テイク14 犯人
(いやー、誰だったかー。あー、わかんねー、もう一回見れたらわかる気がするんだけどなー)
見えたのもほんの一瞬だったし、特別記憶力がいい訳でもない。一秒にも満たないあの時間で犯人を導き出すのは困難だろう。
『ボタン来てるか?』
「ああ、そう言えば。ありがとう神様」
『お、おう。良いんじゃよ』
そう言えば、ボタン送ってくれてるって前回言ってたっけな。本当に送ってくれたようだ。嗣が立っていた足元に転がっていたので、それを拾い上げた。
そして嗣は自らの手で押す。
押したことで嗣は現実世界に転送された。
(おお、本当に自分の行きたい時にすぐ行ける。便利だ)
わざわざ神に行きたいと伝える必要はなくなったのである。助かる。
———
犯人を突き止める。
それがこのクソゲーをクリアするために課せられた使命なのだろう。きっと突き止めてその犯人をどうにか説得か何か対策しなければ嗣は教室から抜け出せないのではないだろうか。

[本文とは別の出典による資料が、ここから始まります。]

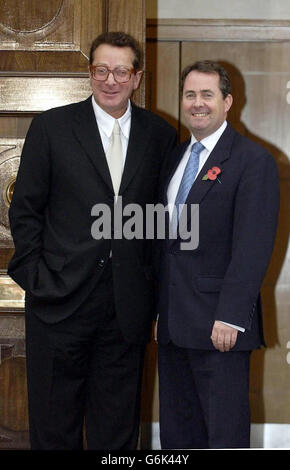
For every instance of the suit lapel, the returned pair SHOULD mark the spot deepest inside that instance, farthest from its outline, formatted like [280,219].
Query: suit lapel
[87,133]
[138,141]
[172,165]
[218,157]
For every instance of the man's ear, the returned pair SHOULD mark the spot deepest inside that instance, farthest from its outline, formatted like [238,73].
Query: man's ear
[228,102]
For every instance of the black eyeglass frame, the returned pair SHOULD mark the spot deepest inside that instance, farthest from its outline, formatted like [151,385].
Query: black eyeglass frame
[92,69]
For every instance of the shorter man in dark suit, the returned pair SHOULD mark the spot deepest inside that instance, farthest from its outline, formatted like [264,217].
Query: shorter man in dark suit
[210,314]
[89,300]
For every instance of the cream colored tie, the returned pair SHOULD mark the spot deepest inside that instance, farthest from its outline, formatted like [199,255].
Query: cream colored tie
[115,158]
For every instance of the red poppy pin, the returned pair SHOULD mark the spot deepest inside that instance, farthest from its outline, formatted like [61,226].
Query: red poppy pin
[212,174]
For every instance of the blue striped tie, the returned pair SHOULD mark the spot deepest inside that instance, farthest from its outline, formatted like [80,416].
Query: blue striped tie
[187,181]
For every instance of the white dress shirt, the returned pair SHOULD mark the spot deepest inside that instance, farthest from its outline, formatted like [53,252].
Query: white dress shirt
[209,143]
[106,123]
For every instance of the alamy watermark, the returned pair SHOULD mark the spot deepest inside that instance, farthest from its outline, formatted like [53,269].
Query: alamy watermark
[150,223]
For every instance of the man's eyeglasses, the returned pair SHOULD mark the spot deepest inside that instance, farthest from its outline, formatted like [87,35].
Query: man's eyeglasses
[121,74]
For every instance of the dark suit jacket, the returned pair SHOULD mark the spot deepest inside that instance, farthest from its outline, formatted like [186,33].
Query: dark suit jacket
[221,278]
[63,173]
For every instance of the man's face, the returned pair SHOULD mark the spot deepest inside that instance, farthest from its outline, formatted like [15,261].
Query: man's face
[111,96]
[203,105]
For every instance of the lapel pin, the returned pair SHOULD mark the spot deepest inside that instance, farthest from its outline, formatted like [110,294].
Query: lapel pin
[212,174]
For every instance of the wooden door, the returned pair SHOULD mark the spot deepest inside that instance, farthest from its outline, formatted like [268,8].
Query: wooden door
[44,48]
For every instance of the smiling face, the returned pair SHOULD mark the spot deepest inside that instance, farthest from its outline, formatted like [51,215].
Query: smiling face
[203,105]
[111,96]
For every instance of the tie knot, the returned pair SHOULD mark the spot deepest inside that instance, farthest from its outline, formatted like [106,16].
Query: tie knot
[197,147]
[116,128]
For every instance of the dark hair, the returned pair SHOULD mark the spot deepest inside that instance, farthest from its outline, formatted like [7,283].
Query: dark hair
[209,66]
[118,39]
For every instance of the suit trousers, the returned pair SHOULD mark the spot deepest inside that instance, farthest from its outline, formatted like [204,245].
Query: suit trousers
[83,375]
[204,398]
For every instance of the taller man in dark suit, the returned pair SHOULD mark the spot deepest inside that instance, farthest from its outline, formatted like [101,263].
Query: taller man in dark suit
[210,314]
[89,299]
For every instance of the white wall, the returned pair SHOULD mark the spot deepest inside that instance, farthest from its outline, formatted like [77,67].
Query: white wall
[215,9]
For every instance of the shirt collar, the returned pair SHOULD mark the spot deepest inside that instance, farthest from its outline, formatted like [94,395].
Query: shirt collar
[210,141]
[106,121]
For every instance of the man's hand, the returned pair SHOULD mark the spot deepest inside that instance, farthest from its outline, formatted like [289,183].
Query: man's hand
[223,337]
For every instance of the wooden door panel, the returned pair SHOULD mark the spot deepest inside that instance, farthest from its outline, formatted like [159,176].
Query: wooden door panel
[44,51]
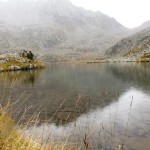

二回抜け出せたのは様子見だったのか、それとも後から何か関係した? 恨まれるようなことを無意識にしてしまったってことか。そんなところだろうか。
流石にテイク13の時いた教室の端に犯人はいない。そんな馬鹿をするのは神くらいだろう。そもそも顔バレをしないため教室にいない可能性もゼロではないか。
一人腕組みをしながら考え事をしていると、フードを被った誰かが椅子に縛られた嗣に近づく。そして斎藤を無理に引っ張り嗣の前に突き出した。
「な、何?」
「ほら、秋。お前の好きな家泉だ。お前が告白してみろ」
「いいの? わーい、好きです。私と付き合ってください」
「しまっ——!」
「じゃあな、クソ野郎」
今回は告白されてもう間も無く死ぬだろう。しかしまあいい。犯人が判ったのだから。それだけで十分だ。
今まで慎重に行動していた犯人が突如動いた。そのおかげで嗣は犯人を自分で突き止める必要がなくなったのだ。らしくない行動。真意とは一体何なのだろうか。
嗣は死の間際に目を細めると犯人を注視する。絶対忘れない。
犯人も嗣に対抗するように嗣ときつい目線を交錯させる。彼の視線はあの時の嗣の視線に似た冷たいものだった。
「名前も顔、覚えたからな?」
「……」
「
「それはこっちのセリフだ。俺はお前を許さない。俺の彼女、秋を奪った罪は重いからな」
そう、彼の名前——犯人は飯島だった。
【バーーーーーーーーーーーーーーーーーーーーーーーーーーーーーーーーーーン】
飯島が嗣に対立した理由は彼女を奪われたかららしい。やっぱり斎藤には彼氏がいたのだ。彼氏の名前は飯島遼。紫髪にピアスを開けたチャラ目の男子生徒である。
よく見て思い出した。嗣の斜め右前の席に座る生徒だ。
嗣を死に追い込んだ理由は分かるが、記憶あるなら許してくれても良いんじゃないかと思うのだけどな。何度も嗣を殺した。相当な憎しみがあるらしい。
今回の勝負は負けだが、次こそ勝って見せよう。